No, he never grew desperate. At least not enough.




—I would still seriously consider rephrasing it. Such as: Caught there, down in the weeds. In the wet autumn weather. When the skies are gray and silent except for the sound of the rain. A smattering of birdcalls just before the birds leave for the south. The dull and sleepy fog in the little valley where the pines are still so fragrant.

You could almost smell the deep mud and grassy smell of time passing, or rather standing still, like a pool in the middle of the woods. With here and there a late flower, white or blue, in the damp shadows. And behind the tapping of the water against the leaves, silence. Such comfort even in the cold. As though you were sheltered. Safe. Loved. “Nature,” you would whisper. “This is nature.” You thought you had found your god, your religion was the perfectly obvious, it was simply worship of the real, the real was nature, it was humankind that created unreality. This was your temple. Your deepest secret. How old were you, nine, ten? Was this the revelation?

—Or the innocence?

—What is innocence? What is revelation? I’m not being rhetorical here. I have wrestled with these questions all my life. The adult, though better informed than the child, and sometimes even cleverer, forgot the little wisdom he once had: that he is a small, vulnerable, mortal piece of the cosmos, like a splinter of broken glass, though a piece gifted, or cursed, with awareness.
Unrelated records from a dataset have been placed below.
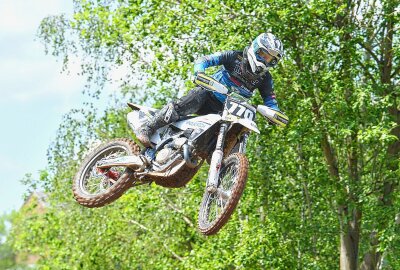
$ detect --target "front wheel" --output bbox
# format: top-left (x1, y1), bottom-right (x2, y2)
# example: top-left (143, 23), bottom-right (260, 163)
top-left (199, 153), bottom-right (249, 235)
top-left (72, 139), bottom-right (140, 208)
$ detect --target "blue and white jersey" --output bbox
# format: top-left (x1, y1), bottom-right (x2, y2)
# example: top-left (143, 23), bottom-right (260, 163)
top-left (194, 51), bottom-right (279, 110)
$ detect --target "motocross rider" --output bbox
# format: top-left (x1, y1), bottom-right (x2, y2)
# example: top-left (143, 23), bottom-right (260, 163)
top-left (137, 33), bottom-right (284, 147)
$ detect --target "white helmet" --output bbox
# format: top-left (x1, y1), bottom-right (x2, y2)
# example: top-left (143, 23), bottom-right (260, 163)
top-left (247, 33), bottom-right (284, 73)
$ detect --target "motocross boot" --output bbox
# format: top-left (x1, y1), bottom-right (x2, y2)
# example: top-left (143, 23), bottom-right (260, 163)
top-left (136, 103), bottom-right (179, 147)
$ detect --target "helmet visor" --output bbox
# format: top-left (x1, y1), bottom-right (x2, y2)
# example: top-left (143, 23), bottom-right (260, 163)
top-left (257, 48), bottom-right (278, 66)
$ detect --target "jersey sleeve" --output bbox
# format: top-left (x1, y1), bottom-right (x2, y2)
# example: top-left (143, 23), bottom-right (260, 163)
top-left (258, 72), bottom-right (279, 111)
top-left (194, 51), bottom-right (235, 74)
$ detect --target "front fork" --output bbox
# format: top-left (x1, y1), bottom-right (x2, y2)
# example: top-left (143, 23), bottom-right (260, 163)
top-left (207, 123), bottom-right (228, 193)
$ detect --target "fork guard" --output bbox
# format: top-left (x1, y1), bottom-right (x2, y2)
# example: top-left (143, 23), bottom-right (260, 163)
top-left (97, 155), bottom-right (148, 170)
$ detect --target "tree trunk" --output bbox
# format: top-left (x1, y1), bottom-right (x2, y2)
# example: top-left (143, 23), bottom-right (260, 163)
top-left (339, 206), bottom-right (361, 270)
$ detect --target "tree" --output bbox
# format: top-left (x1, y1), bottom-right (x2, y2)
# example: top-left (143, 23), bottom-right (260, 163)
top-left (10, 0), bottom-right (400, 269)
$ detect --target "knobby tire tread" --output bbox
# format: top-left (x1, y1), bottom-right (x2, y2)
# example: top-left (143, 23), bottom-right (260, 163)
top-left (198, 153), bottom-right (249, 235)
top-left (72, 139), bottom-right (140, 208)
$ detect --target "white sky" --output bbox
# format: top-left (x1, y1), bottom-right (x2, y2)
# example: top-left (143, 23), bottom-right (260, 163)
top-left (0, 0), bottom-right (111, 215)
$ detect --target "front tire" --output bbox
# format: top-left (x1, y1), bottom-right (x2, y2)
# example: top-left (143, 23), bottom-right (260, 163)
top-left (199, 153), bottom-right (249, 235)
top-left (72, 139), bottom-right (140, 208)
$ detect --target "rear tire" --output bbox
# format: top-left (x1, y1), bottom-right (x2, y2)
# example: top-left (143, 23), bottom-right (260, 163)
top-left (199, 153), bottom-right (249, 235)
top-left (72, 139), bottom-right (140, 208)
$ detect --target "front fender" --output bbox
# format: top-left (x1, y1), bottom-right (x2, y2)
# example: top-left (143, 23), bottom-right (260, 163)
top-left (223, 115), bottom-right (260, 134)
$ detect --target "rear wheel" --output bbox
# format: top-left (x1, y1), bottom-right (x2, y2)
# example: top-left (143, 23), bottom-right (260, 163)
top-left (72, 139), bottom-right (140, 207)
top-left (199, 153), bottom-right (249, 235)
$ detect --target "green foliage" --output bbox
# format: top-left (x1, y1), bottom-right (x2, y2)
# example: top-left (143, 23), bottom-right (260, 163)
top-left (7, 0), bottom-right (400, 269)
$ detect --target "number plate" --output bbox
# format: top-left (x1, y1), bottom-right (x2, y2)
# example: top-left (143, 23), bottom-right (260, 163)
top-left (225, 99), bottom-right (256, 121)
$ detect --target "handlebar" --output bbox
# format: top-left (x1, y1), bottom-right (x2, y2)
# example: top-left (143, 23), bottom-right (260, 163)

In your slyness and cunning you forget the great, pale truths that were once clear to you. You exchange illusions, trade blindnesses, lose one stupidity while gaining another. Above all, you forget the wisdom of the weak in your intoxication with your little conquests of power. Don’t you think?

—Yes, said Sasha, for once I do, and smiled with only a touch of irony. Think, that is. Even agree.




Such comfort even in the cold. You remember how it was. The matches kept for the porch light, and the slightly oily residue in the ashtray. For the locks, without graphite, became stiff. A modicum of sanity was all that was needed. And they didn’t always it get even then. A toast to a tree and other augurs of happiness! The swallows canted over the roof with startling cartwheels. The blue jay nattered and flexed its wings like a pair of banners. The owl pooh-poohed the lateness of the hour. And the immense strongbox was clamped shut with a proper wheeze. So there! So what! So now!

—I repeat: a modicum of sanity was all that was needed. More than that and we’d’ve drowned in gravy. Too sane is too sane, you might as well be crazy. And too much intelligence just makes you cocky and depressed. Look at the world, now. Drop your silly book. Yes, yes, the one now in your hands. You can’t tell me it isn’t a wonder: the table under your hand, the quilt, the blanket, the lap of your trousers, your bathing suit, your skirt. There’s a window over there, stand up and walk over to it. Look. (I know: I’m a bully. Just do it, and we’ll be out of here all the sooner.) What do you see?  (Yes, yes, write it down—I’m sorry, please write it down, in the small space below: a list of things you see (hear, smell, taste, touch) when you look out the window. Take your time. We are in no great hurry. The list can be as long or short as you like. After all, this is now your book. Or, if you’re feeling too lazy, just look around you. That’s right. There’s a world out there. Listen to the lazy Christmas blues coming through the café sound system: it’s Ella, I’m sure it is.)